The cell surface adhesion molecule CD44 is an important factor in invasion and metastasis. However, the role of CD44 as a prognostic indicator for breast carcinoma has been controvertial. Lyzak, et al.10 demonstrated that CD44std expression is negatively correlated with lymph node metastasis and CD44v expression is not significantly correlated with lymph node metastasis in non-palpable T1a and T1b breast cancer. In contrast, some reports11,29 showed CD44std expression correlated with good prognosis and CD44v6 expression correlated with a poor prognostic outcome, especially in low grade Hodgkin's lymphoma, cervical carcinoma of stage I and IIB, ovarian cancer and rectal cancer.30-33 Our study showed that CD44std expression was significantly higher in DCIS (76.2%) than in invasive ductal carcinoma (27%) and significantly higher in low histologic (46.2%) and nuclear (50.0%) grade than in high histologic (28.0%) and nuclear (25.0%) grade invasive ductal carcinoma. The above results suggest that CD44std could be used as a prognostic indicator of breast cancer. Yu et al.12 recently showed that CD44 can localize active MMP9 to the tumor cell surface with the CD44-MMP9 complex providing TGF-β1 activation to promote tumor invasion and angiogenesis. We failed to find a connection between CD44std, MMP9 and TGF-β1.
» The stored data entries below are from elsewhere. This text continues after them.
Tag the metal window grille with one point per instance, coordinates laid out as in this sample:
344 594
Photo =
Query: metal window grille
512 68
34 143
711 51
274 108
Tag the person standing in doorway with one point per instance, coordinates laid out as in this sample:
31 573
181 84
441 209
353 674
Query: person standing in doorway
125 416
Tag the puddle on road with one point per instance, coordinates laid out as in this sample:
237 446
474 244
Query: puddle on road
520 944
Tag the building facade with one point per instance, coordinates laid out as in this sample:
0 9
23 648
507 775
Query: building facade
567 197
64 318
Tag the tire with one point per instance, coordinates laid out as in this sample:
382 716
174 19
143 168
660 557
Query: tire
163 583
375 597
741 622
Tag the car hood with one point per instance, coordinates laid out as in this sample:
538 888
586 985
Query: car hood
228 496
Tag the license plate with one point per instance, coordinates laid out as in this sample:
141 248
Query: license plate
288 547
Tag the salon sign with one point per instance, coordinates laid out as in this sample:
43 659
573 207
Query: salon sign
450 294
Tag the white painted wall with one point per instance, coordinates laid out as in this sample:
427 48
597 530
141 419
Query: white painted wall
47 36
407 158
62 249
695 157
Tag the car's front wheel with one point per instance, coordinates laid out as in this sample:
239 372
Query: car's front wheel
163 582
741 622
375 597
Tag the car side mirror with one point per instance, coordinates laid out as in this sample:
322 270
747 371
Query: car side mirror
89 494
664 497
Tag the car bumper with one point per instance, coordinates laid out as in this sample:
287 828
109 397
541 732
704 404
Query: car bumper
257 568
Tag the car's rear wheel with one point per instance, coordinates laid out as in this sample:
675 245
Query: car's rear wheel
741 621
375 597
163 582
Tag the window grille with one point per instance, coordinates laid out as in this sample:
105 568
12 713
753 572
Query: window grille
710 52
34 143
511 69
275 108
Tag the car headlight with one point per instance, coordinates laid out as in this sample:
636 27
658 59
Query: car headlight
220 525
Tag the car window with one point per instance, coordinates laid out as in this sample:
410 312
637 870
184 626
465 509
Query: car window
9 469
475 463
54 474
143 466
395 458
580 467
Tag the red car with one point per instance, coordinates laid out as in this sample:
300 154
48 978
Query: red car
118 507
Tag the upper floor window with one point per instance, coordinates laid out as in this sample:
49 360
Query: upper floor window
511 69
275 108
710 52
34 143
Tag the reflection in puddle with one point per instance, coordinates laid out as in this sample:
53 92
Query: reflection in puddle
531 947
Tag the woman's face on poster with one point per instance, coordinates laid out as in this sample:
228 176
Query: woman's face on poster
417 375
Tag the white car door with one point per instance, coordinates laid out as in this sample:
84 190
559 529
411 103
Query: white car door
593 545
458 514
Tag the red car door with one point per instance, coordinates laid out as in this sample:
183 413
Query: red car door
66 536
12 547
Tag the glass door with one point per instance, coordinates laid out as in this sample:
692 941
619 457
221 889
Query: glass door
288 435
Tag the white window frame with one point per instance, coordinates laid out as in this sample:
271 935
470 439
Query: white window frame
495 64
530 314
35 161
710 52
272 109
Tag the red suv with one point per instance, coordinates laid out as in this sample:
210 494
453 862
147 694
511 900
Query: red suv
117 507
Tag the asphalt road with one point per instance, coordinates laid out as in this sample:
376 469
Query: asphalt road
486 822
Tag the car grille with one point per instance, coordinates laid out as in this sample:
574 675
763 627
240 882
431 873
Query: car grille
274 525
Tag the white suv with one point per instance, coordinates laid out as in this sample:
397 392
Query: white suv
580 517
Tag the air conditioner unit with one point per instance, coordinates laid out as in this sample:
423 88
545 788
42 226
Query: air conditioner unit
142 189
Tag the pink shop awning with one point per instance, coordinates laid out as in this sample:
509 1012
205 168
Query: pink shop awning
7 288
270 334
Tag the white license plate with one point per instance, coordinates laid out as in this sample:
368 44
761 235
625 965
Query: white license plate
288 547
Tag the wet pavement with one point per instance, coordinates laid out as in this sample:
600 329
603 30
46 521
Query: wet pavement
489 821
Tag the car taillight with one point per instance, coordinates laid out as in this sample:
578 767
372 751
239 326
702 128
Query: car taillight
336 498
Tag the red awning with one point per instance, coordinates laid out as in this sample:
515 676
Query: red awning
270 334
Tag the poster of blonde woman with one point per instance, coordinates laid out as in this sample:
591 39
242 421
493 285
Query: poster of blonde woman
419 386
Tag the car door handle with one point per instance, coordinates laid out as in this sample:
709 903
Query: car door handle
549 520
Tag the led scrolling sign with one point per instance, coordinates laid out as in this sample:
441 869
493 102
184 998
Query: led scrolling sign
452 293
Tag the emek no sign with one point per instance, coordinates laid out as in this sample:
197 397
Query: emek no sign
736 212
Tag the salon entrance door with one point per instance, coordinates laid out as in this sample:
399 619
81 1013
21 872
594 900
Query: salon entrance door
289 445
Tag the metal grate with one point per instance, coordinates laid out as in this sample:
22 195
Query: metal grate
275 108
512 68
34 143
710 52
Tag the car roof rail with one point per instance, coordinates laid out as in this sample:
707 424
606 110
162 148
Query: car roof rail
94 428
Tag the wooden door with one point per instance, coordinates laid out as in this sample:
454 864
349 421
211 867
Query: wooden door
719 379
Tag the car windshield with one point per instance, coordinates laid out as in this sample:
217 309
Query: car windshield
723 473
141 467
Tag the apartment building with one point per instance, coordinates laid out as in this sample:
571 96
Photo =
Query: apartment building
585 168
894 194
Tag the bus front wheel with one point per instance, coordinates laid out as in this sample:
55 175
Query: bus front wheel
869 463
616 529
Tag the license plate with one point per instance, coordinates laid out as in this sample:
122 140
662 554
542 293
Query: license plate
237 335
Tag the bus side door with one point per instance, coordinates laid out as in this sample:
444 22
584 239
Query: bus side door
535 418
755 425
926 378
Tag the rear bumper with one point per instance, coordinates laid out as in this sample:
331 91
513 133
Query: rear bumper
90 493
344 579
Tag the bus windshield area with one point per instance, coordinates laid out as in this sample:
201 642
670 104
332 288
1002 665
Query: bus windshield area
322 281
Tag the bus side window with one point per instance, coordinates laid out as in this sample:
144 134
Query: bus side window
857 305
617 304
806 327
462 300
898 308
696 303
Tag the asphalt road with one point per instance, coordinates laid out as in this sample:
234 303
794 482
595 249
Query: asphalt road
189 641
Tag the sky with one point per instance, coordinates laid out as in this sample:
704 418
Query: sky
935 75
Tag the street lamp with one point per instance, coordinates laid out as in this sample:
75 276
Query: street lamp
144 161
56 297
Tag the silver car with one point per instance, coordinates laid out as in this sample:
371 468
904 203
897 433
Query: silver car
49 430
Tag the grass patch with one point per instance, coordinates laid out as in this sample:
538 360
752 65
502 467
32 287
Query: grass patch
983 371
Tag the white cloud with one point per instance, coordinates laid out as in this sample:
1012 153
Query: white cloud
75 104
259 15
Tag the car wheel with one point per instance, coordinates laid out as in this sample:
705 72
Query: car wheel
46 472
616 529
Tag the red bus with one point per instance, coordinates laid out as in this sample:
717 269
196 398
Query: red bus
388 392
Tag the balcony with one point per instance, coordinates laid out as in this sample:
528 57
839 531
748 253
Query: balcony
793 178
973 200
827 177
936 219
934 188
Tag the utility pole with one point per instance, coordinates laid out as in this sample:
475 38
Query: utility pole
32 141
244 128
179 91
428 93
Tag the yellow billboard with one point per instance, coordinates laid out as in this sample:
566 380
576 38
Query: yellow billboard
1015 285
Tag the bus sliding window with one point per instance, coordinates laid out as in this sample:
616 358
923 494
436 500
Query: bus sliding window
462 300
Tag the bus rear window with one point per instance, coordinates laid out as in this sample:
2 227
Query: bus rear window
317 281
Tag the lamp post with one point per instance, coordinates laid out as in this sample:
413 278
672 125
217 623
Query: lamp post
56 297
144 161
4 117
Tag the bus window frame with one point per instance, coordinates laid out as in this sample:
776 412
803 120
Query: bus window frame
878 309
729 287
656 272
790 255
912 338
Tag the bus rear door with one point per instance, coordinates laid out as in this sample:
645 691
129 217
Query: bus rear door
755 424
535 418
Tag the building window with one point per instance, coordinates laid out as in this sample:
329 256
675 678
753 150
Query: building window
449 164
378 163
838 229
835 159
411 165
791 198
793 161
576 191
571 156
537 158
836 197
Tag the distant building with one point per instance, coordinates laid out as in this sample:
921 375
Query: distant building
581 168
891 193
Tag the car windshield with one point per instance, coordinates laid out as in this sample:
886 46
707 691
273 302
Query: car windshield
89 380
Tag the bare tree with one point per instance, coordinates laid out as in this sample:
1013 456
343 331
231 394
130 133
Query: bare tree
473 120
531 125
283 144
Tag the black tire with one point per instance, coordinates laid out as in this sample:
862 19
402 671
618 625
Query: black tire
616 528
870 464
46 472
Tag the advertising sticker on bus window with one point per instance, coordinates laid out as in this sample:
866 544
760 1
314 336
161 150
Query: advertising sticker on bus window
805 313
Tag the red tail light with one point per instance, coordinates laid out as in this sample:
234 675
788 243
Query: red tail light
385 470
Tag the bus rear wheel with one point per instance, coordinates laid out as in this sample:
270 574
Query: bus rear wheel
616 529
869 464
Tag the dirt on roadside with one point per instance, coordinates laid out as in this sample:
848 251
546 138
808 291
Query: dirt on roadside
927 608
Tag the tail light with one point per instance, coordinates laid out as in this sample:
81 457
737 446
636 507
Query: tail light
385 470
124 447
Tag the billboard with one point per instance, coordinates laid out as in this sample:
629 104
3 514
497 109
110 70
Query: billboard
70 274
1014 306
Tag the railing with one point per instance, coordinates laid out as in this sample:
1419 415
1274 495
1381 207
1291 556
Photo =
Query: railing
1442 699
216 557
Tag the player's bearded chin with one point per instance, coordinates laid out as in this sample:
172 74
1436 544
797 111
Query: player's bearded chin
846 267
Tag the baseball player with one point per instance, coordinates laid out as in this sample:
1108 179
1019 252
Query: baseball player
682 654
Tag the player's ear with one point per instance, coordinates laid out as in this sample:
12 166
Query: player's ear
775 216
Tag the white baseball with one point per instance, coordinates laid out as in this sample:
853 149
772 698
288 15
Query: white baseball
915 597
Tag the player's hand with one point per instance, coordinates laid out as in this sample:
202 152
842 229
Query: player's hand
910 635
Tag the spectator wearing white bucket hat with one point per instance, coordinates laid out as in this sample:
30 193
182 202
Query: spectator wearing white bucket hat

The intratumoral microvessel density was not statistically different in invasive ductal carcinoma and DCIS. However, microvessel density tended to increase in cases with increased expression of VEGF. In DCIS, the stromal microvessels actively proliferated around the basement membrane of tumor cell nests forming periductal cuffing. In contrast, microvessels were prominent in the peripheral tumor margin revealing more invasive growth peripherally than in the center of the tumor in invasive ductal carcinoma. We conclude from these findings that invasive growth is indirectly correlated with microvessel proliferation.
In summary, MT1-MMP, MMP2, MMP9 and TIMP mRNAs, which are involved in stromal invasion, are expressed in both DCIS and invasive ductal carcinoma at similar levels. The MMP mRNA expression levels suggest that an invasive potential of breast carcinoma is already obtained before morphologically overt invasive growth is observed. As MT1-MMP mRNA expression is significantly correlated with axillary nodal metastasis, it might be considered as a significant prognostic indicator for invasive ductal carcinoma. Considering the positive correlation between MT1-MMP mRNA and TIMP2 mRNA expression, our findings support a role for TIMP2 in tumor growth. Further, CD44std could be used as a prognostic indicator of breast cancer. As our study is limited by the small number of cases, a larger study is warranted to confirm the prognostic value of MMP/TIMPs in breast cancer and precancerous lesions.